Patricia Vieira:

The problem with most arguments in the debate about reading is that they posit literature as an instrument used to achieve a certain goal: either the good of the individual (it is good for you) or the good of society (it makes you good). Leaving aside the issue of deciding whether what makes you good is not, ultimately, good for you, a more fundamental question arises: why does literature need to be defended at all?

The anxiety to justify literature is symptomatic of our age, when all activities should have an easily identifiable objective.
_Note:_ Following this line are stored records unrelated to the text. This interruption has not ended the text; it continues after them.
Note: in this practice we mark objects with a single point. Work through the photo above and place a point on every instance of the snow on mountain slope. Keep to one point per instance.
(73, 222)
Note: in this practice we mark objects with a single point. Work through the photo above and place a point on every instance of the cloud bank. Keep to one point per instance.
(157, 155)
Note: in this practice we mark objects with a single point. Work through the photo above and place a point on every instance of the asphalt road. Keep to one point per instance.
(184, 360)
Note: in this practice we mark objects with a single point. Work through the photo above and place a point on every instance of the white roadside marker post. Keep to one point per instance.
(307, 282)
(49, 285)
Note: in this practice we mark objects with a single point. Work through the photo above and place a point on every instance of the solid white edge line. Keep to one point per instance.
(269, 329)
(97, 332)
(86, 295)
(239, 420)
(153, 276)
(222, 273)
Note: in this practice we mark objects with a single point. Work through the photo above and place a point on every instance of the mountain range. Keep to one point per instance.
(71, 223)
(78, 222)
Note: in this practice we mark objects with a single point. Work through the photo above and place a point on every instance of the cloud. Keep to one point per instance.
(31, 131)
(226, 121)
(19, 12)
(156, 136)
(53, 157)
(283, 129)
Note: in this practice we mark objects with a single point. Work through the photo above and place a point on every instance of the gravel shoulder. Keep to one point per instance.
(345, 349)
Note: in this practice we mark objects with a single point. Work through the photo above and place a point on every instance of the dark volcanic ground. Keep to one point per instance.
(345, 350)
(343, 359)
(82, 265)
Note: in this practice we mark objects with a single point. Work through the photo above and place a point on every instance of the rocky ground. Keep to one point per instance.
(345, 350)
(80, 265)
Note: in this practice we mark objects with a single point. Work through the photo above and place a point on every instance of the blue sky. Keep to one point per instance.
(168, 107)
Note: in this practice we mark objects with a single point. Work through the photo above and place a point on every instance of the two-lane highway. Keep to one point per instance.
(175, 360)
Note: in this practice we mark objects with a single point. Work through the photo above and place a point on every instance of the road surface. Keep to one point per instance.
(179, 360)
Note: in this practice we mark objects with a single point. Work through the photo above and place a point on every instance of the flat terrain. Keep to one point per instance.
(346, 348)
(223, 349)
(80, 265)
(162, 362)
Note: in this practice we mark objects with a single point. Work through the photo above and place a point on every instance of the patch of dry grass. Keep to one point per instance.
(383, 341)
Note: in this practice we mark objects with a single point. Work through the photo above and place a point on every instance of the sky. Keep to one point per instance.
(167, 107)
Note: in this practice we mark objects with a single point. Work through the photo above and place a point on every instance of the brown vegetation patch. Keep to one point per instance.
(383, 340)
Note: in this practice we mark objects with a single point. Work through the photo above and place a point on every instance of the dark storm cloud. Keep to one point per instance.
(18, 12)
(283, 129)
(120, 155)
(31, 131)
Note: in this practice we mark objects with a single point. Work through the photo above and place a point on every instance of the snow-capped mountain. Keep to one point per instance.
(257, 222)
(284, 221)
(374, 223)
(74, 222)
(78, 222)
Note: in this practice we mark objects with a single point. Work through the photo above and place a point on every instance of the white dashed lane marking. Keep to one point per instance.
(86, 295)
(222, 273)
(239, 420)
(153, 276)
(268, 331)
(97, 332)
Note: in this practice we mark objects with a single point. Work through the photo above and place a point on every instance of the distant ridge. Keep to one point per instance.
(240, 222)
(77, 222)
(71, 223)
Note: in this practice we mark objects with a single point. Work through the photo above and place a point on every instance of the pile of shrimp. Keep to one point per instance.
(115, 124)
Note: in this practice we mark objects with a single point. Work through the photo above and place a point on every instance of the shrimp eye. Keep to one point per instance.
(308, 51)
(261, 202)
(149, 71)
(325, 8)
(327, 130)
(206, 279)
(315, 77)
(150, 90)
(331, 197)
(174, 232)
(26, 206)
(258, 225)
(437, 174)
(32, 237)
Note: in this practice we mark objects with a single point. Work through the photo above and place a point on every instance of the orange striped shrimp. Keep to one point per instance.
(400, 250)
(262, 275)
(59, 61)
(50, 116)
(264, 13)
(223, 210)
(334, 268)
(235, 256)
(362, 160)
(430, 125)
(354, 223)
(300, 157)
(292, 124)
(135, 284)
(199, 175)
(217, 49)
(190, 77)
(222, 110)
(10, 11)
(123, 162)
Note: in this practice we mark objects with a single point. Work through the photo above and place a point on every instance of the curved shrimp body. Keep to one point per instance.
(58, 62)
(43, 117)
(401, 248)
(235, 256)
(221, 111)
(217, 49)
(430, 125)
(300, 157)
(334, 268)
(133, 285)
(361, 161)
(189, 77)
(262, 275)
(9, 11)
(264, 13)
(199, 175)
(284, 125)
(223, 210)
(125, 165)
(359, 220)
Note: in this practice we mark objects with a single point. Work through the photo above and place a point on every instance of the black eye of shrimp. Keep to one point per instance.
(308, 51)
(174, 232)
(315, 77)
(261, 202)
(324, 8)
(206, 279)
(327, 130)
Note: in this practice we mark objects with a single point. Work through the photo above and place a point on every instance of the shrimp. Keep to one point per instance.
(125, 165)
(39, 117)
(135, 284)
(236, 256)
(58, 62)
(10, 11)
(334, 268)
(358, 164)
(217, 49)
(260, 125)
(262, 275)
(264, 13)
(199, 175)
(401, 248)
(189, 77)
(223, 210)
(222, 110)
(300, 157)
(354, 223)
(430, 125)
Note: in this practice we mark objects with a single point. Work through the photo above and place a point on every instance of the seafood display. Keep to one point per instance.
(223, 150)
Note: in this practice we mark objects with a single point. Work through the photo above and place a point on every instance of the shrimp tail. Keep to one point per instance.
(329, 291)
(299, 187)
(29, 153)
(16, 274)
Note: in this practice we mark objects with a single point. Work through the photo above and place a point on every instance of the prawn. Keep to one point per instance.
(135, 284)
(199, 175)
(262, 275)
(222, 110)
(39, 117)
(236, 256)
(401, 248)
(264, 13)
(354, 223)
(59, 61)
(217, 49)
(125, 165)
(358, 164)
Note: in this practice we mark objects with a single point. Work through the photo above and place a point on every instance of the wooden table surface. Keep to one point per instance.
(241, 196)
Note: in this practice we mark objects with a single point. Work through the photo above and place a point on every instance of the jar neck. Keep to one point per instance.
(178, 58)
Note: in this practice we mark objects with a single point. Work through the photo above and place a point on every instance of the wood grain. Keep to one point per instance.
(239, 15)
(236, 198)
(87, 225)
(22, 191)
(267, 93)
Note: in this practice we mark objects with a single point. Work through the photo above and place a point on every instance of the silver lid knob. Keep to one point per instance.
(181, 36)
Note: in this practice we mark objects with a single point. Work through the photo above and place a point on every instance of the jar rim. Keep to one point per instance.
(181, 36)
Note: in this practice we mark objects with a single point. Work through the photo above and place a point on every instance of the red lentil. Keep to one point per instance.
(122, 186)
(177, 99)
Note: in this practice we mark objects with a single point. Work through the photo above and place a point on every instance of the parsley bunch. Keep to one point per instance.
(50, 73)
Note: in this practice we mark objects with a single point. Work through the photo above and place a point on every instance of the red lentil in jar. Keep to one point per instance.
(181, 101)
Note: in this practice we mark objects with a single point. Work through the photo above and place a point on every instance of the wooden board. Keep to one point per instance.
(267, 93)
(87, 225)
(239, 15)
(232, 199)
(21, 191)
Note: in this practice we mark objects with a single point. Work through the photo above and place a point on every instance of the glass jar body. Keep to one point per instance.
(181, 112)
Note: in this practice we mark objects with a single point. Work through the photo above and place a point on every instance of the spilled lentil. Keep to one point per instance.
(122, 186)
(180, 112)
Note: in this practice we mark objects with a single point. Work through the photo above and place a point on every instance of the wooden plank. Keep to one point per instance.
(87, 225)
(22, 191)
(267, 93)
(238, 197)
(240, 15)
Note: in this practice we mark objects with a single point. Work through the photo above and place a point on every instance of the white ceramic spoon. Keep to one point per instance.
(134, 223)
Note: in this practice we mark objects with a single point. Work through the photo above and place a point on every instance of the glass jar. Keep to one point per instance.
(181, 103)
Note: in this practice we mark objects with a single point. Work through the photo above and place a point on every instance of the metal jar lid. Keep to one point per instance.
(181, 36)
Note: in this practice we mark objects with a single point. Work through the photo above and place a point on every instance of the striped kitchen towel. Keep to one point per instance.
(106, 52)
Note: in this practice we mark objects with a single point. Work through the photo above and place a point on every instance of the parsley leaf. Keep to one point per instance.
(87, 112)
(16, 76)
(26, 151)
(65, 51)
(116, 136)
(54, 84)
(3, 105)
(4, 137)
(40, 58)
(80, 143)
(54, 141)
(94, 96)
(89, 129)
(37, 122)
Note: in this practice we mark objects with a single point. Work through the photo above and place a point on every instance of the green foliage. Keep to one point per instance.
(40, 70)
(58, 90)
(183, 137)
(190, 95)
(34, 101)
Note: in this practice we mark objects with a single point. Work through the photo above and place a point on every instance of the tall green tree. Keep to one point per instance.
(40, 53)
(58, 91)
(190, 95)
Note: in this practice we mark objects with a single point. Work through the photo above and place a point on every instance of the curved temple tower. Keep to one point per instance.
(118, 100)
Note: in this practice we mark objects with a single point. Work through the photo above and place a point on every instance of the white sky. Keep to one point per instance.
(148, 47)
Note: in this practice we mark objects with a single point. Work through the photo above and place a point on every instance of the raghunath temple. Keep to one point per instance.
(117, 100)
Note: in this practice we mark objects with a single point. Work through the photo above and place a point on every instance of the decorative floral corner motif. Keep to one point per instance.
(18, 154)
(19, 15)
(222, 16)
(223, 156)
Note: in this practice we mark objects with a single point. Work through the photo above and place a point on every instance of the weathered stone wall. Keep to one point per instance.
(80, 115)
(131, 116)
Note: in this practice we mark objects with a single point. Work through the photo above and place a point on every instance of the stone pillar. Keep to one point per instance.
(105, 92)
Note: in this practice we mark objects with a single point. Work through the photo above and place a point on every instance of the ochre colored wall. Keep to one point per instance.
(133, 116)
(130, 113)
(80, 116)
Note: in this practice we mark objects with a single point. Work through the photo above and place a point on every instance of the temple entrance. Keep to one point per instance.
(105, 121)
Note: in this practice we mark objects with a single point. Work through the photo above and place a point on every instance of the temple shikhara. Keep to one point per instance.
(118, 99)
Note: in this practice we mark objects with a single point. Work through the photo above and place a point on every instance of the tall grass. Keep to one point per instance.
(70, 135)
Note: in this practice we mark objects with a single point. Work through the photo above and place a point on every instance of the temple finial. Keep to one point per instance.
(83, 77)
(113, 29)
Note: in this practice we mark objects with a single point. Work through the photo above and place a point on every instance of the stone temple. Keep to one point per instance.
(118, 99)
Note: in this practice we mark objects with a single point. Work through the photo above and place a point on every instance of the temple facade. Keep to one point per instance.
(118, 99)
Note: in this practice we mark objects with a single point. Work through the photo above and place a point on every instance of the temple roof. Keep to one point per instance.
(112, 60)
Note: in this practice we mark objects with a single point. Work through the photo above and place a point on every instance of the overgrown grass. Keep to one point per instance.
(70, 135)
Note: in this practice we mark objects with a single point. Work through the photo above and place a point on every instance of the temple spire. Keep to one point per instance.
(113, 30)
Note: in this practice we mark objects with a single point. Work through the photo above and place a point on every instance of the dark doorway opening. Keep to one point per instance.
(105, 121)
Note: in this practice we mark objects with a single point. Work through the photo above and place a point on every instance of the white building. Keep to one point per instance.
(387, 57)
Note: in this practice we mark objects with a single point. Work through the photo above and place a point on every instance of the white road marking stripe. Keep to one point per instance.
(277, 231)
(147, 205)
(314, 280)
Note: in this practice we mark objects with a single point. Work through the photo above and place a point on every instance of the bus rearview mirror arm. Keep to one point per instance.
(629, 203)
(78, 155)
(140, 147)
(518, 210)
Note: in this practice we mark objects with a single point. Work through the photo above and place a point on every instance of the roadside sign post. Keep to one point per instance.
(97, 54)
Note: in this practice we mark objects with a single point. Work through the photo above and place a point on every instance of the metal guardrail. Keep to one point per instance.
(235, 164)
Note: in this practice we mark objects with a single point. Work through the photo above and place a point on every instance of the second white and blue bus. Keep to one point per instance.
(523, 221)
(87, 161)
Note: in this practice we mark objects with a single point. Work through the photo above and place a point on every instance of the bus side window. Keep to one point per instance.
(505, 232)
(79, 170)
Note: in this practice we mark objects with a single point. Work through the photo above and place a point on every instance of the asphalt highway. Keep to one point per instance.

The difficulty with literature, as well as with music or the fine arts, is that it has no recognisable purpose or, in Immanuel Kant’s elegant formulation, it embodies “purposiveness without purpose”. Reading certainly has myriad effects, but it is difficult to pinpoint exactly how it influences each person and harder still to translate this impact in terms of quantifiable gains.

Literature breaks the continuum of the everyday and makes us stop and think. The linguistic experimentation that is the hallmark of the literary estranges us from the most commonplace of tools, our language, while the fictional elements of novels, plays and poems offer us a glimpse into a reality that is not our own.

Several months ago, there was some article making the rounds that claimed some sort of proof for the idea that reading fiction made you a better person. I think it was Arts & Letters Daily that pithily remarked how, if that were true, English departments should then be oases of enlightened, saintly behavior. That’s probably all the refutation it needs, but I’ll add a pair of pennies: it’s a progressivist delusion that the “bad” parts of humanity can be surgically excised, or selectively bred out of existence. Reading widely may increase the breadth and depth of one’s understanding of human experience, but the basic elements of that experience will still include all the things moralists call vices or sins. Reading widely may increase the cognitive tools at one’s disposal, without touching the perennial drives which motivate the use of those tools. All the condensed human experience and wisdom in the world won’t eliminate the forks in the road that we all constantly encounter and put us on a direct path to perfection.